Il passaggio da me scelto era davvero crudo: cadaveri ammucchiati ovunque, squartati, un bambino maciullato… Il post ricevette 5 mi piace e una condivisione. Nessuno ebbe da ridire sulla crudeltà messa in mostra in modo così pornografico: d’altronde essa è assai utile per smuovere le coscienze e per far comprendere fino a che punto può spingersi la brutalità umana (attenzione: purché non si diventi assuefatti – ma questa è un’altra storia) ed è in questo senso funzionale agli obiettivi di sensibilizzazione che la giornata della memoria si prefigge. Quello che mi stupì, però, è che nessuno si accorse che in quell’occasione non citai la fonte, cosa che non manco di fare praticamente mai. Ebbene, se qualcuno si fosse preso la briga di cercarlo su Google forse avrebbe avuto una bella sorpresa: quel passaggio, infatti, non era stato scritto da un testimone della liberazione dei campi di concentramento nazisti. Badate bene: avrebbe potuto esserlo, senza alcun problema. Ma non lo era; e qui sta il punto. Infatti, se basta evitare di citare la fonte perché a nessuno venga il dubbio che si stia parlando di un altro genocidio, allora qual è la differenza tra i due massacri? Forse che i morti dell’uno hanno più valore? O che in uno dei due sia stata usata crudeltà (sempre che la si possa misurare) in dosi più massicce?

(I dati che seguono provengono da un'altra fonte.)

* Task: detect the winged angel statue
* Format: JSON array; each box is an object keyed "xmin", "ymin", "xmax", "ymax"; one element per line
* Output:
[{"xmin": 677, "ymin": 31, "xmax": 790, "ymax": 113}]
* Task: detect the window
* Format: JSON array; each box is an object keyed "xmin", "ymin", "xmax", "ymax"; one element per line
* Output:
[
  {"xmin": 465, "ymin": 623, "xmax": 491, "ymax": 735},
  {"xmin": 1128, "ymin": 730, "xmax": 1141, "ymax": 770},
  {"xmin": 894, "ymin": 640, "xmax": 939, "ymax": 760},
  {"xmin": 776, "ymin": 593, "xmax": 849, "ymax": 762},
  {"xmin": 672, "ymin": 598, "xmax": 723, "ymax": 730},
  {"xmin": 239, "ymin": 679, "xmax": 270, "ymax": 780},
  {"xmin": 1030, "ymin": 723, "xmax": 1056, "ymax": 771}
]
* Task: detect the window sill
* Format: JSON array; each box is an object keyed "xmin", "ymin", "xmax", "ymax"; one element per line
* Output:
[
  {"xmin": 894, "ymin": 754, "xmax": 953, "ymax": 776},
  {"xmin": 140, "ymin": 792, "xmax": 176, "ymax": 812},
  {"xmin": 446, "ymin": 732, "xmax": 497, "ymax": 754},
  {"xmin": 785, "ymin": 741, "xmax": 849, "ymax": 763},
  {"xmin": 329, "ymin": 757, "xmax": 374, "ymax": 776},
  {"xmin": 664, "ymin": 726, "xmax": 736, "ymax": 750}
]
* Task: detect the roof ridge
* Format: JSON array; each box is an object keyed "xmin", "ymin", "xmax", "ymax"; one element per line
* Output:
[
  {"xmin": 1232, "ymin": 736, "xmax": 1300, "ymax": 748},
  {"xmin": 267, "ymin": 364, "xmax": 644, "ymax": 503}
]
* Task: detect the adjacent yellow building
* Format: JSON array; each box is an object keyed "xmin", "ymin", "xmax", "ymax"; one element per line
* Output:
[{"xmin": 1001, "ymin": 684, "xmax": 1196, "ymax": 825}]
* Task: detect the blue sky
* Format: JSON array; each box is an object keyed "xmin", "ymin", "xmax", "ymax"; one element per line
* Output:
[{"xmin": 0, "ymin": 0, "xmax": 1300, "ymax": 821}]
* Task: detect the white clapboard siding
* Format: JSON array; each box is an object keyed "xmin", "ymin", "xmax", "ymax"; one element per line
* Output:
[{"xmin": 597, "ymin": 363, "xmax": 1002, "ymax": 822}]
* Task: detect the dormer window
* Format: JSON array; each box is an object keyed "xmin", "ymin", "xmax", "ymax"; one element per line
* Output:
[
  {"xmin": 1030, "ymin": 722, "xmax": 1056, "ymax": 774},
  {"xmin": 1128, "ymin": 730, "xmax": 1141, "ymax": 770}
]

La risposta è: nessuna. O meglio: la differenza sta nella risonanza mediatica che hanno avuto, nella mano lunga del quarto potere. Ma un genocidio è un genocidio e cioè, secondo l’ONU, una serie di “atti commessi con l’intenzione di distruggere, in tutto o in parte, un gruppo nazionale, etnico, razziale o religioso”.

Non è il caso che mi dilunghi qui a raccontarvi la storia del massacro di Sabra e Shatila (se vi viene voglia, la trovate su questo stesso blog cliccando qui). Infatti, rischierei di essere di nuovo considerato inopportuno: d’altronde, è la giornata della memoria, e di quegli altri morti non ci interessa.